When volatility contracts, that means that prices are contracting. As we look to sell in these high IV environments, that’s good news for us! We can now buy back at a lower price, which results in increased profits.


Image via The Trading Rush

What goes up must come back down. And vice versa. And that makes us money.

Without getting too complicated, there are different ways to measure IV – IV Rank or IV percentile (30 days, 60 days, 6 months, and 1 year).

IV percentile treats each trading day equally. As Dr. Data from Tasty Trade explains, it “tells the percentage of days over the past year that were below the current IV” whereas IV Rank tells where IV is relative to JUST the high and low IV.


Image via TastyTrade

IV Rank = (Current IV – 52 Week Low IV) / (52 Week High IV – 52 Week Low IV)

  • Current IV = 15.8
  • IV Low = 11.8
  • IV High = 40.7
  • (15.8 – 11.8) / (40.7 – 11.8) = 14% – 15.8’s ranking for the year


Image via TastyTrade

IV Percentile = # of days below Current IV / # of trading days in a year

  • = 162 / 252 = 64%
  • This means that over the past year, 64% of days were below the current IV level of 15.8.

We are going to stick with the 30 days IV percentile. Either IV Rank or IV Percentile is fine to use, but I personally like IV percentile as it takes into account the entire history, rather than just maximum and minimums.

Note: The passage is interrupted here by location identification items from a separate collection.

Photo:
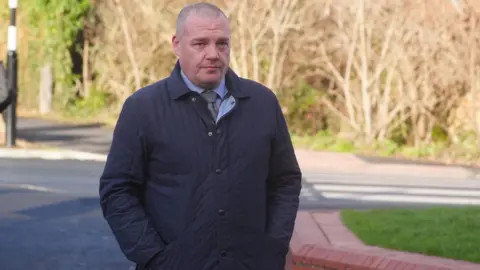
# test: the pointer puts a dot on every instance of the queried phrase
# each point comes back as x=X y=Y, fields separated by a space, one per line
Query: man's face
x=203 y=49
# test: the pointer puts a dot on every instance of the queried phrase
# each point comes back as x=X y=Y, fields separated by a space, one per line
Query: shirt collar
x=221 y=89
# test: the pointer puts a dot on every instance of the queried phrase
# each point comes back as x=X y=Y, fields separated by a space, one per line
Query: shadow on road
x=48 y=231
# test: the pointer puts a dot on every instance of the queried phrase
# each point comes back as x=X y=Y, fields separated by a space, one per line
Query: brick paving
x=321 y=241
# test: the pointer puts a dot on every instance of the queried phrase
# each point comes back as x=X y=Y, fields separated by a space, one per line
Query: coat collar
x=177 y=88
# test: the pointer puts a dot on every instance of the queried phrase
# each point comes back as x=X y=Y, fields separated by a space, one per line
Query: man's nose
x=212 y=51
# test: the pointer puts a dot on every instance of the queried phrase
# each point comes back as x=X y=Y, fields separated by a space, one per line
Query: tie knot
x=210 y=96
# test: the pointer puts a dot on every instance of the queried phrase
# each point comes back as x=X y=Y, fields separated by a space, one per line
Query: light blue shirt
x=225 y=105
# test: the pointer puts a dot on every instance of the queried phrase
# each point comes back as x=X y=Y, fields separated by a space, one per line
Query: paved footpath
x=332 y=181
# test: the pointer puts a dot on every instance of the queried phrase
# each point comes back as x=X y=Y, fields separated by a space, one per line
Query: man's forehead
x=202 y=21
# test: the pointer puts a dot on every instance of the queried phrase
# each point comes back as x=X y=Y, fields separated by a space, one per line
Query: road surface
x=50 y=216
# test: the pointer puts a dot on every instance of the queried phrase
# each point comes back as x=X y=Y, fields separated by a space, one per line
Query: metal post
x=12 y=82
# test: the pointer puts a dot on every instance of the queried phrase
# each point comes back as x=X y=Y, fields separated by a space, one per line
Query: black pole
x=12 y=75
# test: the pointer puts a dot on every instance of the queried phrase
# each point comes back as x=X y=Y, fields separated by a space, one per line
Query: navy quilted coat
x=180 y=192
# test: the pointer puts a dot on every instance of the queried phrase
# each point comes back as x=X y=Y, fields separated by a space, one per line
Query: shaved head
x=202 y=44
x=200 y=9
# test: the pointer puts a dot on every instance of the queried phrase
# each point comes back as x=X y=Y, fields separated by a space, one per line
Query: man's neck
x=220 y=89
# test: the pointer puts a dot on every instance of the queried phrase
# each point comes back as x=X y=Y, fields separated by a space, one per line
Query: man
x=197 y=184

To note, higher IV is only good when we are option sellers. Higher IV means that options are pricier (hence, the premium amount that we collect is higher) which is bad for option buyers.

Binary Events

We want to make sure that an earnings call won’t get in the way of our trade. Earnings releases can sometimes cause even more unexpected movement in the market, which isn’t good for our trade.

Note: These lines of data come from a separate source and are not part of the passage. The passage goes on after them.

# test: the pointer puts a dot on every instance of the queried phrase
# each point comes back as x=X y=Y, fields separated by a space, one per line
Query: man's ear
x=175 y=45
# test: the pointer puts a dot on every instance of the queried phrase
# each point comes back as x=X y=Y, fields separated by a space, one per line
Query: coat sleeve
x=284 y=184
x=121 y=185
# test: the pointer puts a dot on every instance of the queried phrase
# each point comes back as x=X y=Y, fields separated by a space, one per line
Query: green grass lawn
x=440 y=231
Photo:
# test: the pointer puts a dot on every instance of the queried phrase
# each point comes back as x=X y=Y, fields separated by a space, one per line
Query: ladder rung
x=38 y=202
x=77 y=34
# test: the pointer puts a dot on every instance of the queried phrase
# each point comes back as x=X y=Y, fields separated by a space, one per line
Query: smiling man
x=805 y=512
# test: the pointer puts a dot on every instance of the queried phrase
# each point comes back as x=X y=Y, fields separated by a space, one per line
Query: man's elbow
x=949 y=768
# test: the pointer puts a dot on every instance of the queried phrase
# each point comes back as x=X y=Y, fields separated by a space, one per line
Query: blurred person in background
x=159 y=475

Seeking Alpha, NASDAQ and other companies have earnings calendars that you can check to make sure there isn’t conflict.

The Trade

When we look at all that (IV, liquidity, earnings), we are left with 2 stocks (which is what I have access to through Dough; there are more).


Image via

XLU is an ETF that tracks utilities. IBM is a tech company, to say the least. This picture shows the IV Rank of both stocks.

I am going to choose IBM because their IV Percentile is high, and so is their IV rank.  XLU’s 30 day percentile is only 15%, which means that right now, they have pretty low volatility, which isn’t great for premium collection.

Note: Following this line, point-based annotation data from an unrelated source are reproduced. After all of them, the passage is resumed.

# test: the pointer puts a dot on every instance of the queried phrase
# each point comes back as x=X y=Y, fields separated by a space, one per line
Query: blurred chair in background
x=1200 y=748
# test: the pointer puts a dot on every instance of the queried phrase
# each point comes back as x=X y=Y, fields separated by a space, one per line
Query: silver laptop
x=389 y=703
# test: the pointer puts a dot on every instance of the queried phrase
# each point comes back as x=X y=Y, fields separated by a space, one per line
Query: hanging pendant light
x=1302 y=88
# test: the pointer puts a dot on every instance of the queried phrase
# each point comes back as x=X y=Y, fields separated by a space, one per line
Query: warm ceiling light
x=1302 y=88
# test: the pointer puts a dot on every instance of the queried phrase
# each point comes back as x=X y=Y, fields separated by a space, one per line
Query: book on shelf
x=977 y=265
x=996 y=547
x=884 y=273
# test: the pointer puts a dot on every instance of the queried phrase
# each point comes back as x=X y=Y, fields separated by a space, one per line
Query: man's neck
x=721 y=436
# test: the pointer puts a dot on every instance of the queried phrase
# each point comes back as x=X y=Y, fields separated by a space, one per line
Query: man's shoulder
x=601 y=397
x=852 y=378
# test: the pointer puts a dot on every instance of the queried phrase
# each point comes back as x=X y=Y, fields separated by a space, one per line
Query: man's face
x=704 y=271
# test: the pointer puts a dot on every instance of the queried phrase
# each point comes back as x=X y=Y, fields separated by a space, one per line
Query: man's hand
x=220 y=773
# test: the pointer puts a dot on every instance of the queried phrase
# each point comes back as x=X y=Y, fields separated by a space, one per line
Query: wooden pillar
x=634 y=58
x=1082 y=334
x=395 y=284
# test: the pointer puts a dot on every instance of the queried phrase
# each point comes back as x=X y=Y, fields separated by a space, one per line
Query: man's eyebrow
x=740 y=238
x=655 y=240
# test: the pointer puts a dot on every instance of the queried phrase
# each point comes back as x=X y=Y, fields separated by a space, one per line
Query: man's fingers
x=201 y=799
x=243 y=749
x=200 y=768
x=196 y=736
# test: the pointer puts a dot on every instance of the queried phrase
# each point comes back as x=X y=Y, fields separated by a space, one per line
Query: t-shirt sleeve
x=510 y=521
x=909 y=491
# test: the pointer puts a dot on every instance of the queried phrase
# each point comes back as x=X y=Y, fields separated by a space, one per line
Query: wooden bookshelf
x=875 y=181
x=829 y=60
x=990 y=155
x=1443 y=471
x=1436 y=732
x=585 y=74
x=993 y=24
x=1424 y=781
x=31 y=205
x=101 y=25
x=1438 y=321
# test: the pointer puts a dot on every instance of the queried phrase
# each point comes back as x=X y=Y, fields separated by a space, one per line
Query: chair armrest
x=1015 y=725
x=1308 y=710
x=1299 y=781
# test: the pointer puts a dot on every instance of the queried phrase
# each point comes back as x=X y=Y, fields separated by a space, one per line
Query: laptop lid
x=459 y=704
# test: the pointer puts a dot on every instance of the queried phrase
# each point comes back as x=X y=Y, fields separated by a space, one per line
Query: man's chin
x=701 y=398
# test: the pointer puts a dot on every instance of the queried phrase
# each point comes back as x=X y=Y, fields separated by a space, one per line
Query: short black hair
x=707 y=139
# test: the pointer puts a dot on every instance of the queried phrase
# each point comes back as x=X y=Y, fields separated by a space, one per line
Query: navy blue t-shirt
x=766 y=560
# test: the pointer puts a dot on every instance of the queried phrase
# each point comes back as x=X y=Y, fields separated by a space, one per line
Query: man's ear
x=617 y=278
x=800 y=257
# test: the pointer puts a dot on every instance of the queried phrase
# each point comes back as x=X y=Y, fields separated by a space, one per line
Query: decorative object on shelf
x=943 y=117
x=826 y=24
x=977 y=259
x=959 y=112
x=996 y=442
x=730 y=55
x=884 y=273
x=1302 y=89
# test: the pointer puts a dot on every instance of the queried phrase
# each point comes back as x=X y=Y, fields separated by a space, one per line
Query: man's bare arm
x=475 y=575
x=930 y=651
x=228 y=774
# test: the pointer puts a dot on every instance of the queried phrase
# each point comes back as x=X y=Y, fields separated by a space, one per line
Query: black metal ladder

To initiate the credit spread, I am going to take a look at both a short call vertical and a short put vertical. 1/3 the width of the strike is going to be the goal for the amount of premium we collect.

So if the width is $3, I want to make sure to collect at least $1 in credit.

For example:

I am selling a call vertical (bearish play) in IBM (sell an OTM call and buy a further OTM call) with a stock price of $160.53


Image via Learn Stock Options Trading


This is what the trade looks like on Dough’s platform. I sold 165/175 to collect $219 in credit (a bit off from the $300 goal: 10 width * 1/3) and with a total defined risk of $781. This gives us a 70% probability of profit (POP)!

Statistically, stocks are only a 50% POP. Can only make money if they increase in price – lose money if they decrease.

Already options are giving us a better deal!

The stock just needs to stay within the [width of the spread – credit received] (10 – 2.19 = 7.81). So we need IBM to stay BELOW $160 + 7.81 = 167.81, or else we will lose money.



I did it for 10 contracts, because my BPR in the paper trading account is $100k.

I will follow this trade, and implement new ones, as much as I can. The more I do them, the more sense they will make.

Trade small, trade often. Make some money.

3/12/2018: IBM @ $160.26

  •  165/175 short call vertical

Disclaimer: These views are not investment advice, and should not be interpreted as such. These views are my own, and do not represent my employer. Trading has risk. Big risk. Make sure that you can balance your risk/reward, and trade small, and trade often.